The temp sub-agent runs on an isolated copy of the real context. All memory wrappers are read-only:

ReadOnlyVectorMemory — add() / smart_update() / delete() are no-ops.
ReadOnlySkillMemory — carries is_read_only = True as a class marker so sub-agents skip expensive write-oriented paths entirely.
ReadOnlyGraphMemory, journal = None, profile_memory = None, frontier_tracker = None.
Self-play loop handles (selfplay_loop_task, selfplay_loop_stop) are stripped from the isolated context — otherwise the inner sub-agent's own handle_chat call would trigger the user-message interrupt hook and kill the outer loop after its first cycle.
Perfect-It protocol — gated on getattr(ctx.skill_memory, "is_read_only", False) is True. Skipped during self-play so the ~15 s follow-up LLM call doesn't burn budget producing an optimisation suggestion that would land in a no-op wrapper.
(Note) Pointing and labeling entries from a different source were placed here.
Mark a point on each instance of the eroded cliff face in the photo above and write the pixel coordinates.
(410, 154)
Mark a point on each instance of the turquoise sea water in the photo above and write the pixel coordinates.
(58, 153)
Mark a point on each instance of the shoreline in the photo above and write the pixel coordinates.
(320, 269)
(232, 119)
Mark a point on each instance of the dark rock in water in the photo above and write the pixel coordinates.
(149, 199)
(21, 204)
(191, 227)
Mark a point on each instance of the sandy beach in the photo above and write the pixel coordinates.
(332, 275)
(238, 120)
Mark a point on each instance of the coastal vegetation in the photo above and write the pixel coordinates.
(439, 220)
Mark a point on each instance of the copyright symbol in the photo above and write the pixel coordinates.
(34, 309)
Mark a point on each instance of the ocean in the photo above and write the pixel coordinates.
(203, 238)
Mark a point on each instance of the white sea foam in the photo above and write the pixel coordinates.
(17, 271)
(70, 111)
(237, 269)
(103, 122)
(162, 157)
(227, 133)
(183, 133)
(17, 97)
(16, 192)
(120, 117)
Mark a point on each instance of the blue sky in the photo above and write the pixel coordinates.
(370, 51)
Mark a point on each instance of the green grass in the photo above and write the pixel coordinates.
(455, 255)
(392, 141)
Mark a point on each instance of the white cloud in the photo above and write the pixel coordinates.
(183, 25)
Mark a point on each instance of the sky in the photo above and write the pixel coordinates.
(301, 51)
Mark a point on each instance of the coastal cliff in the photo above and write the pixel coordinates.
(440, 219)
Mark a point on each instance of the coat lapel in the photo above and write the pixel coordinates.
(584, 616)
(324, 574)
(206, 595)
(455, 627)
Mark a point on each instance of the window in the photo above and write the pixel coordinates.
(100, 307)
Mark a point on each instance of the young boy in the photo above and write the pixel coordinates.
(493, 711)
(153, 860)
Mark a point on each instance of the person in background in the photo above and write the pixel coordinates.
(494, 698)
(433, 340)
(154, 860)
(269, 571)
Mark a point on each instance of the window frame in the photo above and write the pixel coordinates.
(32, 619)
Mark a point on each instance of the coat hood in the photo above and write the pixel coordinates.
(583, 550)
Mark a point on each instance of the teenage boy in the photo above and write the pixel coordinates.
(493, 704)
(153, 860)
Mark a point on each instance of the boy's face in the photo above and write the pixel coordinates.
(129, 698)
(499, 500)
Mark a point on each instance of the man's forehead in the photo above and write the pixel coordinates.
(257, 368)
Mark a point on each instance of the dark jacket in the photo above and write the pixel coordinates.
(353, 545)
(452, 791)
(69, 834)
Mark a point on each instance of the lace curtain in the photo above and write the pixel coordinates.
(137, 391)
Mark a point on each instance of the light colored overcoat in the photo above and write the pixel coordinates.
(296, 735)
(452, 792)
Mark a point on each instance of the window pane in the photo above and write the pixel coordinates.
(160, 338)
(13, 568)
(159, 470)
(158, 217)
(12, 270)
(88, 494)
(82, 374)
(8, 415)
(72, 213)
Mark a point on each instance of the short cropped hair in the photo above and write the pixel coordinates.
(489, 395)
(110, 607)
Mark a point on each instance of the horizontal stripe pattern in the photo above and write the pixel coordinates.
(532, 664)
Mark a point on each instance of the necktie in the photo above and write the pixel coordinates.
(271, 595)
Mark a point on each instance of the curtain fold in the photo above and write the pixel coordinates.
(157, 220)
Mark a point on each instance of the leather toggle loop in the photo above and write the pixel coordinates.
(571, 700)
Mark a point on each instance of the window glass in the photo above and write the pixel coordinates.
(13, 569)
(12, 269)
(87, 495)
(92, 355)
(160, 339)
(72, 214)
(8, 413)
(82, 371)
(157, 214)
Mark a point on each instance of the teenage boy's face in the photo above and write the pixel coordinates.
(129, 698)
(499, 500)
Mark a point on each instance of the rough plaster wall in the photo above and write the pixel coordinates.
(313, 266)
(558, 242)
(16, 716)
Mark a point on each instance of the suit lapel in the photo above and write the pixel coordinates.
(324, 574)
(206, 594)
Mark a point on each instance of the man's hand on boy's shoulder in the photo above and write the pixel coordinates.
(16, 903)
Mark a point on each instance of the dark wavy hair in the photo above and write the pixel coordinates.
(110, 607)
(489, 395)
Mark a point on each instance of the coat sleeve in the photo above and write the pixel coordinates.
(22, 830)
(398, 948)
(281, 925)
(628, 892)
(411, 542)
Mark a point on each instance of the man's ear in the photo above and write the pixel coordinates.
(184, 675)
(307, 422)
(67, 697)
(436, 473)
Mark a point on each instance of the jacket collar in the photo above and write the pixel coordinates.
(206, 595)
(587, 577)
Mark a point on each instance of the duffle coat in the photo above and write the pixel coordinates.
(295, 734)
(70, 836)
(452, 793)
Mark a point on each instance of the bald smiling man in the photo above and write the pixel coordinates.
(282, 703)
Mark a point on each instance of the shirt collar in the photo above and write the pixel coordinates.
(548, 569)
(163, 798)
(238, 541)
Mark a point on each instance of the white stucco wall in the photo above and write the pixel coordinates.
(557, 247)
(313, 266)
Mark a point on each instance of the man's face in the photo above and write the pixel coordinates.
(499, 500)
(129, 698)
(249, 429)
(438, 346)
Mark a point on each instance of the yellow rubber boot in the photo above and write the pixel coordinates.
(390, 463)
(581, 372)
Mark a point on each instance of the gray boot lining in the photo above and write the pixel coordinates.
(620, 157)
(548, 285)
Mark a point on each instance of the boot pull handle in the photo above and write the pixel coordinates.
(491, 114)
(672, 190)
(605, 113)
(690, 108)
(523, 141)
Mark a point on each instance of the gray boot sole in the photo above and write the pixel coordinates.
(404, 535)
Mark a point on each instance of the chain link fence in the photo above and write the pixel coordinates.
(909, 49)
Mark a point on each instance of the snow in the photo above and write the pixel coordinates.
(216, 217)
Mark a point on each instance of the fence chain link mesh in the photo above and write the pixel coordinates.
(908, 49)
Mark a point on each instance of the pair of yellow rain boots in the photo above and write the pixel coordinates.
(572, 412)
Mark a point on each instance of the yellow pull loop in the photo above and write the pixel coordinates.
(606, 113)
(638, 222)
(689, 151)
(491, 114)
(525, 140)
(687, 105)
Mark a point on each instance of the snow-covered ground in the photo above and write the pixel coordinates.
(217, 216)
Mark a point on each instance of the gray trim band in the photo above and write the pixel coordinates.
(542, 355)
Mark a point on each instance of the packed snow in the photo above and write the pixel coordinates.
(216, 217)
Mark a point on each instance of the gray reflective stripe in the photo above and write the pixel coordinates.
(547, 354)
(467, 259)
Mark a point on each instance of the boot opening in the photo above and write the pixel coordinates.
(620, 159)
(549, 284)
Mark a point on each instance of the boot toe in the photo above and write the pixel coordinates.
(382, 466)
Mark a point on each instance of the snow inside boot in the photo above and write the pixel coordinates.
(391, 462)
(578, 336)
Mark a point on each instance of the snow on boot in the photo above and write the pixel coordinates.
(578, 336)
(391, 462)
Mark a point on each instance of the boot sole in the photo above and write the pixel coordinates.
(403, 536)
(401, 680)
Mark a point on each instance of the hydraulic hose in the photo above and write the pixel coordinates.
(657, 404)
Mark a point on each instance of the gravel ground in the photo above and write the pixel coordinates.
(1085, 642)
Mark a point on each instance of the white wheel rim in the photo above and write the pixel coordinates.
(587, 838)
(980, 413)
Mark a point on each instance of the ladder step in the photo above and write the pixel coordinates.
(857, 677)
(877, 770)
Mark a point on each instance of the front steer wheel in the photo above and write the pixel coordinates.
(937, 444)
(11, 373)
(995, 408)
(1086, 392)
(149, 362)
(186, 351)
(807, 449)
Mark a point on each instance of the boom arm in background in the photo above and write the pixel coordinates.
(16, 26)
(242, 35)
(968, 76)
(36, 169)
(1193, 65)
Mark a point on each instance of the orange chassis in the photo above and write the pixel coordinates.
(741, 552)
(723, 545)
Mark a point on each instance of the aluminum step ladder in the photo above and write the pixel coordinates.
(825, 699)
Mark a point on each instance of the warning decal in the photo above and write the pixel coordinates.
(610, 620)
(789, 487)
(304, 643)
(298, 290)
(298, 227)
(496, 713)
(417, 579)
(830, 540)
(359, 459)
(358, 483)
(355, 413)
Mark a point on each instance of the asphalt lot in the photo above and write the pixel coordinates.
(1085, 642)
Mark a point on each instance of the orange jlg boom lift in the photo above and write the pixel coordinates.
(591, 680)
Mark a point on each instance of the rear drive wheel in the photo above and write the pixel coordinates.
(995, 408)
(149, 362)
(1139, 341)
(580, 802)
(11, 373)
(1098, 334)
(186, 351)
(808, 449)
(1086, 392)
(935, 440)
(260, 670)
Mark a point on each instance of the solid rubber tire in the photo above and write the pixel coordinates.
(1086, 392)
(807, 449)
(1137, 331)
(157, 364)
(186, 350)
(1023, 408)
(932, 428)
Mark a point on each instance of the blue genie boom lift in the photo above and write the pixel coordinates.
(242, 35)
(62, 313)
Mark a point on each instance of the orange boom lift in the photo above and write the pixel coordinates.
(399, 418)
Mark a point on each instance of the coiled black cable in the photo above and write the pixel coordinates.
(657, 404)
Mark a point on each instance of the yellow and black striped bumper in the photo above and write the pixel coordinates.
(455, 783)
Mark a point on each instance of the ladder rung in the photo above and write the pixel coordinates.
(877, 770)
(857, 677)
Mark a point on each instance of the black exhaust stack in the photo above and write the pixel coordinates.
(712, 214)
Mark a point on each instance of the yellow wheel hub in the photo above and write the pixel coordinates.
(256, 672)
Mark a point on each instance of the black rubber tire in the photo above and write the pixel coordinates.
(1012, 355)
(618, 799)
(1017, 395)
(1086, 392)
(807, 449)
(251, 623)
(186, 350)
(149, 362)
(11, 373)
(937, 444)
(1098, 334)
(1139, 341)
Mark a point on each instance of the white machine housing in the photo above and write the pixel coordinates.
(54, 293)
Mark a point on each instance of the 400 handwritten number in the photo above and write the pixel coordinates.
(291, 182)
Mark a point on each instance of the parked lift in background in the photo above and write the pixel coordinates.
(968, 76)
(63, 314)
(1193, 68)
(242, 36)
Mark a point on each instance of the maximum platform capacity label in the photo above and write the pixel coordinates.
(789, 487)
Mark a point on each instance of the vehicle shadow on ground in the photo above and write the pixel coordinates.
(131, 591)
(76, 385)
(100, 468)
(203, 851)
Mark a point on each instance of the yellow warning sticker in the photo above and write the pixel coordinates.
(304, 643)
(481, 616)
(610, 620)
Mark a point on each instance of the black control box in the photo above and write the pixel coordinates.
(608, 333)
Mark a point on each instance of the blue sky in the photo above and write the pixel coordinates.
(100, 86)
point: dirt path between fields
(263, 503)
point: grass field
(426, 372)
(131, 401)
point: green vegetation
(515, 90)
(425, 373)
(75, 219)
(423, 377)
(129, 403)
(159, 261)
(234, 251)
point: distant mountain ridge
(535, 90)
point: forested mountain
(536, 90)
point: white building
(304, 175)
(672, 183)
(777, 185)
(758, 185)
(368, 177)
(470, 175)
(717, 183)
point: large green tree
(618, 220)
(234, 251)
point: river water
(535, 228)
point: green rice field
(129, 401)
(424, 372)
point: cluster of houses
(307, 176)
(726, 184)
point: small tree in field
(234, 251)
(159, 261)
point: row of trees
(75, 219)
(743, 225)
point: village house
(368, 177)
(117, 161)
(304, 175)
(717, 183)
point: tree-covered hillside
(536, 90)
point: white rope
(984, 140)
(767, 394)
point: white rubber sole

Continuous-loop consolidation

In self_play_loop the inter-cycle boundary is the predictable window to drain the short-term journal via context.agent.process_journal_queue(). Without this explicit drain, the biological watchdog's 60 s tick may or may not land between long-running cycles, leading to dozens of buffered items piling up on hippocampus. The helper is a cheap no-op when the journal is empty and catches its own errors, so consolidation hiccups never kill the loop.

Important guards (reference)

validate_challenge_quality — rejects challenges whose validator depends on randomness, references no setup files, or has SQL schema / column-count mismatches. Returns rejection kind so the regeneration loop can give targeted feedback.
correctness_weighted_score + three-tier count_tool_errors — wrong-but-compressed answers get zero credit; fixture reads aren't mistaken for errors.
FrontierTracker keeps a recent_hashes dedup list per cluster (window 20). Duplicates don't bump mastery counters (runs, total_first_try_wins, best_length) but DO append to recent_outcomes so saturation detection and the decay guard can see pattern changes on deterministic-template re-rolls — an earlier implementation discarded the append and fossilised clusters in the brittle pool forever.
pick_random_template maintains a module-level _LAST_TEMPLATE_KEY anchor so the sampler doesn't pick the same template twice in a row.